A total of 432 French Canadian SSc patients were studied retrospectively. All underwent screening for PH. We analysed clinical, serological, and radiographic data from 26 patients with early PH diagnosed by right heart catheterization (RHC). SSc patients with (n = 21) and without PH (n = 19) were prospectively re-evaluated by cardiac magnetic resonance imaging (MRI) and serial measurements of N-terminal pro-brain natriuretic peptide (NT-proBNP) and the haemodynamic biomarkers mid-regional pro-atrial natriuritic peptide (MR-proANP) and mid-regional pro-adrenomedullin (MR-proADM).
The most frequent cause of early PH was LHD (58%).

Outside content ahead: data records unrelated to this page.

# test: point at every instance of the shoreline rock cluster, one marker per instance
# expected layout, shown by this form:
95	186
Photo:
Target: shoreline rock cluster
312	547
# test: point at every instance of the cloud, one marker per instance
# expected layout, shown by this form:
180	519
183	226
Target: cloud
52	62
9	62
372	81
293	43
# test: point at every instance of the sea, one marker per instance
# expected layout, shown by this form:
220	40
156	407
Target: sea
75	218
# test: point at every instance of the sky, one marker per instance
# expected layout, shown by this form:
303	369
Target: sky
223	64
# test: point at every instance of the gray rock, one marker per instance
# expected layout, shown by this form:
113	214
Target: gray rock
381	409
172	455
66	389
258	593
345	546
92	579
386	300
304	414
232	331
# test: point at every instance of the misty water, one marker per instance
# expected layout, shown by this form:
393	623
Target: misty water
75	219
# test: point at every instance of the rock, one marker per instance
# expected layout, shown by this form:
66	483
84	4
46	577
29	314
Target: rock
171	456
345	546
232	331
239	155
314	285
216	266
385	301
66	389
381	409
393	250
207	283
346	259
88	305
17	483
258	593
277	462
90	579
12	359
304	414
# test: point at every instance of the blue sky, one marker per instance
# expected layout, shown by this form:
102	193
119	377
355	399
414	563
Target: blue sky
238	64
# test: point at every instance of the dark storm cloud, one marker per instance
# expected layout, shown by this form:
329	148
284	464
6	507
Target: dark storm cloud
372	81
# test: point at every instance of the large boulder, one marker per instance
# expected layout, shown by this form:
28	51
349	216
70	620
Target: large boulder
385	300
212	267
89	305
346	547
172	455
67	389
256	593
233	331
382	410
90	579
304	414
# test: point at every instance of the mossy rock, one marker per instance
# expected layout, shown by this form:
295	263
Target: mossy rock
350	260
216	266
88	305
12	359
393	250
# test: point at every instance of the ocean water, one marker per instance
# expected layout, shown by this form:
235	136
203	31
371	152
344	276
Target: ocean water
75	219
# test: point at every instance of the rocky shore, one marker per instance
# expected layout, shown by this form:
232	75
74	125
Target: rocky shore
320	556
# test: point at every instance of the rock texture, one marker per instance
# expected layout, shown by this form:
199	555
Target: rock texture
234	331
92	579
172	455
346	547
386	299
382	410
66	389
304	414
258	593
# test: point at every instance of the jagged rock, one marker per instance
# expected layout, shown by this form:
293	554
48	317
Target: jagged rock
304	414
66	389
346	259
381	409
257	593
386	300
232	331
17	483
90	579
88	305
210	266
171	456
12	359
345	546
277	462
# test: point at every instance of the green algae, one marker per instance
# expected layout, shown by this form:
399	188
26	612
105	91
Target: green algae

PAH was seen in 34% of patients. No association was found between the type of PH and autoantibodies. Early LHD-PH, but not early PAH, was associated with lower NT-proBNP (p = 0.024), but MR-proANP and MR-proADM levels were higher in early LHD-PH than in patients without PH (p = 0.014 and p = 0.012, respectively). Only one patient had abnormal cardiac MRI explaining LHD-PH.
Early PH in SSc, like late PH, is heterogeneous and RHC is essential for determining its underlying cause. The most frequent cause of early PH was LHD. Levels of MR-proANP and MR-proADM, but not NT-proBNP, were increased in early LHD-PH, and may be more reliable than NT-proBNP as a biomarker of early PH in this subgroup of patients. Cardiac MRI did not explain LHD-PH. This study is the first to identify a high frequency of LHD in early PH correlating with normal NT-proBNP levels but increased MR-proANP and MR-proADM levels in SSc patients.